Las acantilados y roquedales de Dwejra Bay, en Gozo.

Este viaje a Malta nos ofrece todavía la ocasión de visitar la isla de Gozo, a la que pocos acuden, porque solo se puede viajar en barco. Nosotros lo hacemos en un gran velero al estilo antiguo. Y allí subimos y bajamos las cuestas de la isla, que es montañosa y está sembrada de viejas ciudades detenidas en el tiempo. En Victoria, la capital, surge en lo alto una iglesia que debió ser castillo con anterioridad, al que también llaman “el Rabat” de Victoria. Otros pueblos encastillados se ven sobresalir entre los olivares y los cultivos. Y el mar omnipresente, rodeando el gran islote, que en su costa más occidental nos muestra los acantilados de Dwejra Bay, aisladas rocas calizas que se precipitan sobre el mar en mil formas impensables.

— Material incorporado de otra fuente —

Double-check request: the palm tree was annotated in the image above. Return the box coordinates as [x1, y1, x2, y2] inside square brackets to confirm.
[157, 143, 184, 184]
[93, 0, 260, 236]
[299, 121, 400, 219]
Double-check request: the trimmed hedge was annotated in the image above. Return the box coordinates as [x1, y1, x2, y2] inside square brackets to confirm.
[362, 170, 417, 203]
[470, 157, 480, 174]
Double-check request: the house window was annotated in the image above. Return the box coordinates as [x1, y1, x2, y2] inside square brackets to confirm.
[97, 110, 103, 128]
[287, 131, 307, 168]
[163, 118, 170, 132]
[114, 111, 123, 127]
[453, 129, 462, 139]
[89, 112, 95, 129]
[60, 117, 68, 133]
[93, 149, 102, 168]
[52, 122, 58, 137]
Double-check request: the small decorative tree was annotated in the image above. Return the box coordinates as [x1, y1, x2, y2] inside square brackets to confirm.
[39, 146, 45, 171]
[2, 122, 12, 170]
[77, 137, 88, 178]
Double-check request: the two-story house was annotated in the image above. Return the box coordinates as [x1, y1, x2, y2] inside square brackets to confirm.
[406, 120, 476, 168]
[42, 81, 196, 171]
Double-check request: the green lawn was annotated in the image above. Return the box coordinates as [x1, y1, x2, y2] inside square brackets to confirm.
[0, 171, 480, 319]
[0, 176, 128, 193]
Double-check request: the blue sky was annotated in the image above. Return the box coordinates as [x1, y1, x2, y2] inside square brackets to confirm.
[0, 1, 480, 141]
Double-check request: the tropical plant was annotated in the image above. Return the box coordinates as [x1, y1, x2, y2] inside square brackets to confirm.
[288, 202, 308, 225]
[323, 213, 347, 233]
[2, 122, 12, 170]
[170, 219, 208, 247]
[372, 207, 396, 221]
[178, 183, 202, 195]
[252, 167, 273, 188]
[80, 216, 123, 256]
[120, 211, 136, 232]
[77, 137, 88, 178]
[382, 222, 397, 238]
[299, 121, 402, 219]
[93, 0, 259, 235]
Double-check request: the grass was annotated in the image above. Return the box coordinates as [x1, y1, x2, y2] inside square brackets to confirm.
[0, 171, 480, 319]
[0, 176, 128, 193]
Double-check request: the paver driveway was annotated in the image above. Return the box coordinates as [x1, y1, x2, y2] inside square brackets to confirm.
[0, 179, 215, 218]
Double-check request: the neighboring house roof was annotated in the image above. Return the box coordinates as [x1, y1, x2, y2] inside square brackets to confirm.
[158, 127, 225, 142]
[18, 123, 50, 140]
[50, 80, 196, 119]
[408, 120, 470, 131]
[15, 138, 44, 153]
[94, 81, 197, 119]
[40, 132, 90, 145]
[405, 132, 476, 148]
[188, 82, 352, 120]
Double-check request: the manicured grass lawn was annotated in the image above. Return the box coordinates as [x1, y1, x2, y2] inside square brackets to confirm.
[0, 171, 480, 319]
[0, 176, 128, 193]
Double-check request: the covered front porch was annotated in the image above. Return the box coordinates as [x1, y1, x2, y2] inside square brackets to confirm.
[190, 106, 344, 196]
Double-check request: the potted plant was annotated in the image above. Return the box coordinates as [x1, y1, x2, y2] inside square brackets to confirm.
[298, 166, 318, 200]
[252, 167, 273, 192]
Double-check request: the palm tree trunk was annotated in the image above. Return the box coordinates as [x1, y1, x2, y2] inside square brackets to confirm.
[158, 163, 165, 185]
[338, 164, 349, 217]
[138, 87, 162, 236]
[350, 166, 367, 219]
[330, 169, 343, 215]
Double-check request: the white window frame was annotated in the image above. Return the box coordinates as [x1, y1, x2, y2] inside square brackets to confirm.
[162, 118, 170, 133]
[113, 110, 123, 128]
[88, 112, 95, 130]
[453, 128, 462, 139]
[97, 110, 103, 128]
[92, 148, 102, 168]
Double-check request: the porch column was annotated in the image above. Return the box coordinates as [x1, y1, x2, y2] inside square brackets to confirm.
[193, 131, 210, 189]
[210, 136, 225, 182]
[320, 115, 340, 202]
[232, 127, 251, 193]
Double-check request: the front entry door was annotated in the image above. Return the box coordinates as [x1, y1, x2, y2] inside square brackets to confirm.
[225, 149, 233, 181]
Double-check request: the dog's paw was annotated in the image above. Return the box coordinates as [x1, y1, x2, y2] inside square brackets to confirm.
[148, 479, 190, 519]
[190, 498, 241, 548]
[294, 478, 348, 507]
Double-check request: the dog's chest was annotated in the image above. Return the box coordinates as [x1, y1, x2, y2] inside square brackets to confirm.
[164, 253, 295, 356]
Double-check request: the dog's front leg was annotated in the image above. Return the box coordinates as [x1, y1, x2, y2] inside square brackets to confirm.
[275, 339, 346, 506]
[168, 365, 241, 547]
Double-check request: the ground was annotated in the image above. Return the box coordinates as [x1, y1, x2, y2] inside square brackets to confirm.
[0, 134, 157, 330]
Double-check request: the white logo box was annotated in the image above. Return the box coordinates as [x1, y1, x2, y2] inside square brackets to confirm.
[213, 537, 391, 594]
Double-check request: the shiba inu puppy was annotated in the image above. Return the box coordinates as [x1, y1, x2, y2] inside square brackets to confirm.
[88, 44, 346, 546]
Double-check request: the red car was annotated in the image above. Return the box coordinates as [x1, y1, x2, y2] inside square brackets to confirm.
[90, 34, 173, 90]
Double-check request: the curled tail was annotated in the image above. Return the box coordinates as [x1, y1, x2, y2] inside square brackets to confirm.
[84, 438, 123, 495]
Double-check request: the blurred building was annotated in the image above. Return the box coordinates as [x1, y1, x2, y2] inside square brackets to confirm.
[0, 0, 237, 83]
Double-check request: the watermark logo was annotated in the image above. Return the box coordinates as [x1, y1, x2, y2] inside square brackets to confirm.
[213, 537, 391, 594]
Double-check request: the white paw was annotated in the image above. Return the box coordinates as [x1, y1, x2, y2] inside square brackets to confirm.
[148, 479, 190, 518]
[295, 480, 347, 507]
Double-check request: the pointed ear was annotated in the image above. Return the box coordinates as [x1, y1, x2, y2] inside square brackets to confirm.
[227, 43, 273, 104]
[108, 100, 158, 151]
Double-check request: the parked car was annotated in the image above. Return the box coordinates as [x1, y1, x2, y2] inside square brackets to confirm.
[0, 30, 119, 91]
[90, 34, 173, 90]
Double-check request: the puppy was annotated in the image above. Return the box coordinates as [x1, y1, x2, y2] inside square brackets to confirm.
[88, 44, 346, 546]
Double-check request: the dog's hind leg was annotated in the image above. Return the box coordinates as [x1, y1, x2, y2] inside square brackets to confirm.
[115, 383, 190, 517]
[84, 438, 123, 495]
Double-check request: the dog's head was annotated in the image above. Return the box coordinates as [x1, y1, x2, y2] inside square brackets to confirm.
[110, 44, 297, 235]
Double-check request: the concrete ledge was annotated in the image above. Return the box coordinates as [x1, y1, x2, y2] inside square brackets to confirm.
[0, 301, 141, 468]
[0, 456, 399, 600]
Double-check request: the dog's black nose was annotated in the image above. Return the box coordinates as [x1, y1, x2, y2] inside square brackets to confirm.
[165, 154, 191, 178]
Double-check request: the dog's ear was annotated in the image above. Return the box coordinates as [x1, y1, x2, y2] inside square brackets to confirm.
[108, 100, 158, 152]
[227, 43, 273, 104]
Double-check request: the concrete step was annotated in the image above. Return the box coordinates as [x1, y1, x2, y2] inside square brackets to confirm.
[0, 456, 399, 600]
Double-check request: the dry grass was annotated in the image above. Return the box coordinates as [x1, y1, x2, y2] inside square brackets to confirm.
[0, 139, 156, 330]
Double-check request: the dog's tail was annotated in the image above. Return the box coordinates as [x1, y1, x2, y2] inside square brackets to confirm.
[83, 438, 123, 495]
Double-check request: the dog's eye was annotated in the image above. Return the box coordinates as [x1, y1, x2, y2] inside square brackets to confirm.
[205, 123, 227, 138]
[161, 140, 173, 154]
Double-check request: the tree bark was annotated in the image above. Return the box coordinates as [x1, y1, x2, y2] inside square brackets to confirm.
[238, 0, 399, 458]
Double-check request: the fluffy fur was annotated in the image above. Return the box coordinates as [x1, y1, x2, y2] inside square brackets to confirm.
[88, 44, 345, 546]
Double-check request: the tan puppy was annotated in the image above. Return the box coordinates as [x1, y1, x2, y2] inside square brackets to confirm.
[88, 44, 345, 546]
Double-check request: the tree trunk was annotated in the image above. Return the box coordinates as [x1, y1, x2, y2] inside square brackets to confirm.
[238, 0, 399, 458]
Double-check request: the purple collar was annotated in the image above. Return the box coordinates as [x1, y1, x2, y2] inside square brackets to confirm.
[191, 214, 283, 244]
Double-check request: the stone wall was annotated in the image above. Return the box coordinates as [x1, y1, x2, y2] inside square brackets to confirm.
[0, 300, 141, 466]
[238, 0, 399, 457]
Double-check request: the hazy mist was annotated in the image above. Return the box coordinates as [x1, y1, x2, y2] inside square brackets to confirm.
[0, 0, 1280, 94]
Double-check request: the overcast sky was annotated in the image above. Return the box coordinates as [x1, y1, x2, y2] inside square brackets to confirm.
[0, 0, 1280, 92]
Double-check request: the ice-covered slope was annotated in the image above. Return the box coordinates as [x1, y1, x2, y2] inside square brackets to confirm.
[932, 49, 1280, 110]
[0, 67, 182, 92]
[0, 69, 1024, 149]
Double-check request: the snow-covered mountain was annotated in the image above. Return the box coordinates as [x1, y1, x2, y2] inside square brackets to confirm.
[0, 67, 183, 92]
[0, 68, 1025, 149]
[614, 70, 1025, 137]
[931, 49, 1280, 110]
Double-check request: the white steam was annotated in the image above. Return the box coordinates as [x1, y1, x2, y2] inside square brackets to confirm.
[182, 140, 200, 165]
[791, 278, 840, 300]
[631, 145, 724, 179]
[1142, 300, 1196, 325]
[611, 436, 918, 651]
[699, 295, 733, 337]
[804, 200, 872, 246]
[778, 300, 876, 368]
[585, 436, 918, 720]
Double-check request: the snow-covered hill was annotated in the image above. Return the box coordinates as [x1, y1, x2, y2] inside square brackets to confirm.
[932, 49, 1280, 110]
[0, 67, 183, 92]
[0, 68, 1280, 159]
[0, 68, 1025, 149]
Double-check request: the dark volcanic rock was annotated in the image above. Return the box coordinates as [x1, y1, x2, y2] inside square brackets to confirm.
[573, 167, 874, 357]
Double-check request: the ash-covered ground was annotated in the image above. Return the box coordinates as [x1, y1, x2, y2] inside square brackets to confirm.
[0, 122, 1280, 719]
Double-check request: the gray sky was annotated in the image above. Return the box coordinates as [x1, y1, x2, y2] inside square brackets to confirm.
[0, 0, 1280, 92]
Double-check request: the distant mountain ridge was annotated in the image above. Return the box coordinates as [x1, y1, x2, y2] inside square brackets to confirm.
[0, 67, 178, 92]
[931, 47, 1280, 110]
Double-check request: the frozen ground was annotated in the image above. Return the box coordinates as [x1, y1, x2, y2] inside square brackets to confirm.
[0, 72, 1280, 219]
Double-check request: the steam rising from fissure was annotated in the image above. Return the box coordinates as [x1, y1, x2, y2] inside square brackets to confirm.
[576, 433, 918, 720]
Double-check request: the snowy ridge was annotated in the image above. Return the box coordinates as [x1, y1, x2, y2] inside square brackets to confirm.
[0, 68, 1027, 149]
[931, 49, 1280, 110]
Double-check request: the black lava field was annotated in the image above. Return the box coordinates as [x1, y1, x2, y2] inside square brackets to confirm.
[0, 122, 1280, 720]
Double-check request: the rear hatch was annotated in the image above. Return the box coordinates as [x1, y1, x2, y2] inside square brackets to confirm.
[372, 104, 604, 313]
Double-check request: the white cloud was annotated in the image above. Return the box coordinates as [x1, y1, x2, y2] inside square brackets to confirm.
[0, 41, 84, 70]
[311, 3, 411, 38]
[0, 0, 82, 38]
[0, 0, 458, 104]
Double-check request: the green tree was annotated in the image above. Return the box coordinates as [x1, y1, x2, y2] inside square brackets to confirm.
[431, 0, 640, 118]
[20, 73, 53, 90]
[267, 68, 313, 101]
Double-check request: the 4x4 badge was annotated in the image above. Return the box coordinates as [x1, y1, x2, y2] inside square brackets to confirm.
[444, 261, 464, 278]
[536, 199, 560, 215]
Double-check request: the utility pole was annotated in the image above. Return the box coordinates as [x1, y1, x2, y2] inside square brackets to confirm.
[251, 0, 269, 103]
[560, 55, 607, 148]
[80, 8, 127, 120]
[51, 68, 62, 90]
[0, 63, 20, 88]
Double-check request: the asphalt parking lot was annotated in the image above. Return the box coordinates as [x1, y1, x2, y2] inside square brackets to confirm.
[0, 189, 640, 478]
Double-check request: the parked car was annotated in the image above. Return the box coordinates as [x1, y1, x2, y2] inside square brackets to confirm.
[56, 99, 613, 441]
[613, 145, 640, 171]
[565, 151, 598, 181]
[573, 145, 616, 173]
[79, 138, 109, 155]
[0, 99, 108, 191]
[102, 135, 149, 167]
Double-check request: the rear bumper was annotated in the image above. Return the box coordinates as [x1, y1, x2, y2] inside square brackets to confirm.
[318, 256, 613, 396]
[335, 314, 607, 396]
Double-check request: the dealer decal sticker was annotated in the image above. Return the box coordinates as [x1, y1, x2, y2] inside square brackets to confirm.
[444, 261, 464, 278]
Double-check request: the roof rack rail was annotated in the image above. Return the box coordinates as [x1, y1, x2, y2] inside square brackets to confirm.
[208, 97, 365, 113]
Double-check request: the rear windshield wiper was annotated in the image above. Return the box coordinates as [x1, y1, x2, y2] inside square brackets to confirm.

El viajero se deja retratar ante los castillos de San Angelo y San Miguel,
desde la ciudad de La Valetta, en Malta.


Volvemos de Malta en avión. El aeropuerto lo han instalado entre barrios y huertas, casi encajonado entre los barrios periféricos de la capital. Pero después de mirar los mapas de esta isla, y colegir que existen varios pueblos en ella, además de su actual capital, La Valeta, que engloba ya antiguas poblaciones cercanas, cuando la vemos desde el aire nos damos cuenta que debe ser una de las islas más pobladas del mundo, porque toda ella está urbanizada, apenas quedan espacios de campo libre, todo es calles, urbanizaciones, fábricas, espacios construidos… poco puede ya ensanchar ya Malta, aunque en Gozo le queda todavía espacio por ganar (sería una lástima que esa isla casi virgen, por no decir la de Comino, que está a medio camino entre ambas, y que todavía está vacía, se llenaran también de construcciones). En Gozo se alzan varios hoteles importantes. Uno de ellos, el Kempinski, donde comimos, y otros muchos “resorts” exclusivos y en los que pasan temporadas de relax y aislamiento gentes procedentes de toda Europa. En todo caso, un país al que siempre apetece repetir el viaje, y que nos espera amable y cuajado de ofertas sorprendentes.